The concept of multiplicity
Simplifying the definition, we can say that the ratio of one number in relation to another shows how many times the first number is greater than the second. Thus, the fact that one number is a multiple of another actually means that more of them can be divided into less without a trace. For example, a multiple of the number 3 is 6.
This understanding of the term "multiplicity" involves deducing from it several important consequences. The first one is that any number can have unlimited multiples of numbers. This is due to the fact that in order to obtain a multiple of a certain number another number will first be multiplied by any positive integer, which, in turn, there is an infinite set. For example, a multiple of 3 are 6, 9, 12, 15 and others, derived by multiplying the number 3 by any positive integer.

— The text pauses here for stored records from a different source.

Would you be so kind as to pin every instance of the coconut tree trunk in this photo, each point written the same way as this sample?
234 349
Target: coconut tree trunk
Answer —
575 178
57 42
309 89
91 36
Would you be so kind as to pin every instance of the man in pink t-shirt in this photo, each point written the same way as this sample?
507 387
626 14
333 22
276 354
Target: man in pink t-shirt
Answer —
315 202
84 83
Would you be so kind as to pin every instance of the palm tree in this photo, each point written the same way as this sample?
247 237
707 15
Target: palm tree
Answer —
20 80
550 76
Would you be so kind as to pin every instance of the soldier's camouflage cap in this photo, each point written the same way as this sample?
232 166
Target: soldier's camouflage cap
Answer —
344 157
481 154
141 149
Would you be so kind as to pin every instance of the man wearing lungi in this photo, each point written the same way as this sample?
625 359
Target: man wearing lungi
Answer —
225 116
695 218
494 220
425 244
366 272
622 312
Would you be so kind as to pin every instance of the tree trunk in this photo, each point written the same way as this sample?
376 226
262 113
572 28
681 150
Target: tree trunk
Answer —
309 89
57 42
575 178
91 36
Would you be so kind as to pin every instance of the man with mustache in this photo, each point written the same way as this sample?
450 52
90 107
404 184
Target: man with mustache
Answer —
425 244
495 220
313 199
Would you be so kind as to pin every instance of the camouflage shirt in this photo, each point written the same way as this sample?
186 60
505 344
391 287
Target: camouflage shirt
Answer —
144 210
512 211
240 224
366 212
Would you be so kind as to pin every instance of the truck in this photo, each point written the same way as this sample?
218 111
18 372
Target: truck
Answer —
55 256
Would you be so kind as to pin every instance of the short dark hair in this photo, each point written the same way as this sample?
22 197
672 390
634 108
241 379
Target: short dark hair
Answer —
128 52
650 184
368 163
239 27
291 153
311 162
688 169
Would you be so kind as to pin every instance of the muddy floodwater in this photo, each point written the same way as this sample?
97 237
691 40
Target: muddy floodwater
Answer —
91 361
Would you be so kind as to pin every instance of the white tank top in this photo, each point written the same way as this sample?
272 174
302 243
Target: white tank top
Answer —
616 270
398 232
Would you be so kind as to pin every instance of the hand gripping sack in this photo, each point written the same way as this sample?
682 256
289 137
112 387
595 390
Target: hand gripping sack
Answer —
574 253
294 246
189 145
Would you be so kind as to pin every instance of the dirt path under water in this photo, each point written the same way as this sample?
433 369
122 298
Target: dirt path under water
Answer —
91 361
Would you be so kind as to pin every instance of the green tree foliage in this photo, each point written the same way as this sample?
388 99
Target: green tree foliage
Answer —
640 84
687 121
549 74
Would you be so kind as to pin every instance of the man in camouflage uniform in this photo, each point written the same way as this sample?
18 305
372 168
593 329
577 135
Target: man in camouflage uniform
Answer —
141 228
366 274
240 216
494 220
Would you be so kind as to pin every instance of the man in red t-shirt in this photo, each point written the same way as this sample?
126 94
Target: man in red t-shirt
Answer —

The second important property concerns the definition of the smallest integer that is a multiple of the considered. So, the smallest multiple of any number is the number itself. This is due to the fact that the smallest integer result of dividing one number by another unit, namely, the dividing a number by itself and provides this result. Accordingly, the number of atoms under consideration cannot be less than the number itself. For example, for number 3 the smallest multiple of a number is 3. To determine the largest number that is a multiple of the considered virtually impossible.
Multiples of 10
Multiples of 10 have all the listed properties along with other multiples. So, from these properties it follows that the smallest number that is a multiple of 10 is the number 10. In this case, since the number 10 is two digit, it can be concluded that a multiple of the number 10 can only be a number consisting of not less than two characters long.
To get other numbers that are multiples of 10, the number 10 must be multiplied by any positive integer. Thus, the list of numbers that are multiples of 10, enter the numbers 20, 30, 40, 50 and so on. You should note that all numbers must be evenly divisible by 10. To determine the largest number that is a multiple of 10, as in the case with other numbers, it is impossible.
In addition, please note that there is a simple practical way to determine whether a particular multiple of the number in question 10. To do this, you should find out what is its last digit. So, if it is equal to 0, the number is a multiple of 10, ie it can be divided without a remainder by 10. Otherwise, the number is not a multiple of 10.